Giving has the potential to construct an artificial hierarchy, with the giver superior to the receiver. This kind of power relationship is too often fraught with condescension and pride, easing the giver’s conscience, and demoralizing the receiver. As David Ruis commented at a recent Off the Map conference, giving can be a form of sanitized benevolence, self-focused and exploitive, devoid of any true compassion.

So then what does it mean to share… it requires humility to walk with one another, to give and receive with mutual respect, to appreciate our deep need for one another.

It is the difference between charity and solidarity. Charity is cheap sympathy…Solidarity calls for true sacrifice and commitment.

For me this means I can no longer just hand out food to the homeless without even knowing their names. (In fact a real act of solidarity would be to stay with them on the streets for a day, a week, or more, to experience what life is really like for them…not sure I’m ready for that yet. But I want to get there.) I cannot just send money to Africa, without knowing and loving real people dying of AIDS and malaria and hunger. I cannot mentor a refugee family without embracing my own experiences of oppression and loss.
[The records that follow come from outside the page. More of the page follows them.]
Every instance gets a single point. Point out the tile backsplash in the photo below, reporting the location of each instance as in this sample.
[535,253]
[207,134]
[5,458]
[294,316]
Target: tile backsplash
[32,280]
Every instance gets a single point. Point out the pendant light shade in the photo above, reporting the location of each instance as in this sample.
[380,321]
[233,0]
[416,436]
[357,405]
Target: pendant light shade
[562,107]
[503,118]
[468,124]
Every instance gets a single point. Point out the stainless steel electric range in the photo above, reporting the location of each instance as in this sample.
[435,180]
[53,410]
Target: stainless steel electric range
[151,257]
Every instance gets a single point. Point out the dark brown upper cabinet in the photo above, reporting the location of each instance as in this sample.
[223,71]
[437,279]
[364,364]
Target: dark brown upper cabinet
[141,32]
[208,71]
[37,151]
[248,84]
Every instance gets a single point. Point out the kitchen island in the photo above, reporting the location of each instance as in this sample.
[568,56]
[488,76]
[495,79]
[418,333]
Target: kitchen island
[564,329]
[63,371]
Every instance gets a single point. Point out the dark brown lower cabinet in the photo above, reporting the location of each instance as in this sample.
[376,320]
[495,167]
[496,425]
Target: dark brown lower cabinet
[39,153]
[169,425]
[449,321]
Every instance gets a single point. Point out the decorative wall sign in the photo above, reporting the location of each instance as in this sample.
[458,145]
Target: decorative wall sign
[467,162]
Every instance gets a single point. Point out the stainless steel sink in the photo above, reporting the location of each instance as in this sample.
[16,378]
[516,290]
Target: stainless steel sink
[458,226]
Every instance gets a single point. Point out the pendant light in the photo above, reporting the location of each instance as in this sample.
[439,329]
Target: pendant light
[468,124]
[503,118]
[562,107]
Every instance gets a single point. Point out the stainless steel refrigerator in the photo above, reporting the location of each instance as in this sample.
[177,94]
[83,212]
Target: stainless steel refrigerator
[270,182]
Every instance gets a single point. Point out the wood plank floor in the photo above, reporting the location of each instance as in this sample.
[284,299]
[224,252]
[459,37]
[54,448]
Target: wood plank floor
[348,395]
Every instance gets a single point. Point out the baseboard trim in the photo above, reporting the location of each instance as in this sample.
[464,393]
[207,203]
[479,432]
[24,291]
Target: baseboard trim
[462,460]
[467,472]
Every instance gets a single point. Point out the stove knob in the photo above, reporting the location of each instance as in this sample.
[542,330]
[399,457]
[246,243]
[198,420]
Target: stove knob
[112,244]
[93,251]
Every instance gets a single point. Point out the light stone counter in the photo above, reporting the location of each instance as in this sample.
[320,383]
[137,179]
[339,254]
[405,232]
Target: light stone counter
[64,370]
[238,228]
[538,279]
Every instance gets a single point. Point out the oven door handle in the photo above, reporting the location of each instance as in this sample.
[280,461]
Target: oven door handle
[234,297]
I cannot care for a child of incarcerated parents without making my own heart vulnerable to the inevitable wounding of an angry, hurting soul.

I am compelled to engage in the lives of the people I wish to serve…to enter into their experience and really dwell there; To listen to their stories; To struggle with them in their cause; To sit down and eat at the same table with them; To receive the gifts they have to offer; To learn a little more about life from them.

In sharing, I realize that I am more whole when these—the poor, the disenfranchised, the oppressed—are at my side and that I desperately need them in my life.

As I learn to share, I am discovering that as a Nairobi saying goes…

I am who we are.

2 Comments:

Blogger bobbie said...

oh tonya, i am so thrilled you are blogging. you words inspire me deeply. i think that sharing is so important in kindgom economy - writing a check was never how god intended us to participate in the needs of others. it's so clean and impersonal. thanks for challenging the norm, and writing about the things that are so very important.

ps - i meme-d you today.

3:51 PM  
Anonymous Anonymous said...

I do realise it's been almost 20 years since you wrote this, but pretending to be houseless for a week does nothing to help those who actually live that life and only boosts your own hero complex; you /can/ send money to places that need it without knowing people who are affected by tragedy, again, how does you knowing those people specifically help the people you are giving money to? It doesn't, just makes you feel better about yourself. In fact, you even say that you are doing it for yourself and not them, when you mention how it makes you "more whole". You are wrong about sharing and giving. Giving is more selfless. Sharing implies that the thing being shared is still yours, when you give something, ownership goes to the receiver. And lastly, g**** is a slur.